The average U.S. margin on processing crude oil into gasoline and diesel widened 41 percent to almost $16 a barrel, based on futures prices. That topped the record average, set in the third quarter of 2005, when hurricanes lashed Gulf Coast refineries and wrecked wells, ports and pipelines.

Gasoline Rises

Prices for refined fuels rose as demand increased and some companies idled processing plants for maintenance and repairs.

U.S. retail gasoline prices rose 30 percent from a year earlier to a second-quarter average of $2.849 a gallon, according to the Energy Department in Washington. Diesel climbed 26 percent to $2.845 a gallon.

Natural-gas futures traded 4.4 percent lower than a year earlier, at an average of $6.646 per million British thermal units.
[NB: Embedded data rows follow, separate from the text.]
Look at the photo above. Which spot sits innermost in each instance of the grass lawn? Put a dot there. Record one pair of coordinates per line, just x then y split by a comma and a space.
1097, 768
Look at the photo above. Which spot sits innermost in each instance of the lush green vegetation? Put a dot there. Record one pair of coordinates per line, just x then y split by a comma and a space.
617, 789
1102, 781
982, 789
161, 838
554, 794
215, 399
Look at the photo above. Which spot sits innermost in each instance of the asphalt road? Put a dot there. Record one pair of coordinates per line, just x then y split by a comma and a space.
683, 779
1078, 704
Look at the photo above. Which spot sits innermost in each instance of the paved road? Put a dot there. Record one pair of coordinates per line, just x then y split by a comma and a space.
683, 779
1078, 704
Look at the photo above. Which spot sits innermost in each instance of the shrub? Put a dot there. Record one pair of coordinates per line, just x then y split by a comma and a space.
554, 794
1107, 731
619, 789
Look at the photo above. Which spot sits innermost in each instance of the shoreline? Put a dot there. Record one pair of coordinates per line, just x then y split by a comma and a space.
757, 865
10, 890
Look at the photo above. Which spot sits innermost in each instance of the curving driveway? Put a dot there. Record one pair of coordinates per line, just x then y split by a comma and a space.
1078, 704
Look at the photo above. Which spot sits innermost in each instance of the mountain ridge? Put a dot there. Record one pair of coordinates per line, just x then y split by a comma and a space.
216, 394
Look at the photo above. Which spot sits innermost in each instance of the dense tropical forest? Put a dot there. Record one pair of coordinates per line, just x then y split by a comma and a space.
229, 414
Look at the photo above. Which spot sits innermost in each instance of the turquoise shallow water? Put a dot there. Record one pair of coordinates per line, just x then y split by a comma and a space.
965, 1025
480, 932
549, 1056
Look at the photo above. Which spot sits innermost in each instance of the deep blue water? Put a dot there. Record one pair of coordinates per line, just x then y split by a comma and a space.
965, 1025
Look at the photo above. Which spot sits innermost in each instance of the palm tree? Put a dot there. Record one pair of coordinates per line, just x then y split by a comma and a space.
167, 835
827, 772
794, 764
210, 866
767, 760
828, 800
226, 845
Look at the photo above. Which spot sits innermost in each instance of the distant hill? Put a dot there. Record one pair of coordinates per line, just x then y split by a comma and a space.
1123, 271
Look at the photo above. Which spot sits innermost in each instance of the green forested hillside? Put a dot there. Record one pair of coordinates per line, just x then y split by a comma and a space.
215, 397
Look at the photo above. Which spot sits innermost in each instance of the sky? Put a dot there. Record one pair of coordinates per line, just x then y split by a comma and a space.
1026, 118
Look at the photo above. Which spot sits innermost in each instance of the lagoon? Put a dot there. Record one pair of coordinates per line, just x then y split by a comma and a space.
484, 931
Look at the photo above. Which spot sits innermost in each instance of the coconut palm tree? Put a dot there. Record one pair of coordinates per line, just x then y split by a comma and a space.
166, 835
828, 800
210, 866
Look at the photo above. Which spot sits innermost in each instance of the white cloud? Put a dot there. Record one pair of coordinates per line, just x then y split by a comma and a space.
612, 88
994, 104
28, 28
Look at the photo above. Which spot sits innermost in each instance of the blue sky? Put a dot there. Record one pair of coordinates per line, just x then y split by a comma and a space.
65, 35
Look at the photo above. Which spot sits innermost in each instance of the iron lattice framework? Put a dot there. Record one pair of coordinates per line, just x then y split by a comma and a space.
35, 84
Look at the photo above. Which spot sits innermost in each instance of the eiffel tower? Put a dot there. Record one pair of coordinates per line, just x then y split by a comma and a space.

Warmer-than-normal temperatures in much of the U.S. curbed demand for the heating fuel.

Exxon Mobil took greater advantage of the price gains by increasing production 6.2 percent from a year earlier to the equivalent of 4.16 million barrels of oil a day. BP and Shell had second-quarter production declines of 2.5 percent and 7.7 percent, respectively.

Apache, Petro-Canada

Shares of Exxon Mobil rose 86 cents, or 1.3 percent, to $67.46 at 10:27 a.m. in New York Stock Exchange composite trading. Shell’s London-traded “A” shares rose 2.2 percent to 1,913 pence ($35.66).

Smaller producers also reported profit gains today. Houston-based Apache Corp., the second-biggest independent producer in the Gulf of Mexico, said its profit rose 23 percent to $723.6 million, or $2.17 a share.

Petro-Canada, the third-largest Canadian producer, posted a 37 percent gain in net income to C$472 million ($416.3 million), or 92 cents a share.

Earnings more than doubled at Canada’s Talisman Energy Inc. to a record C$686 million, or 61 cents a share.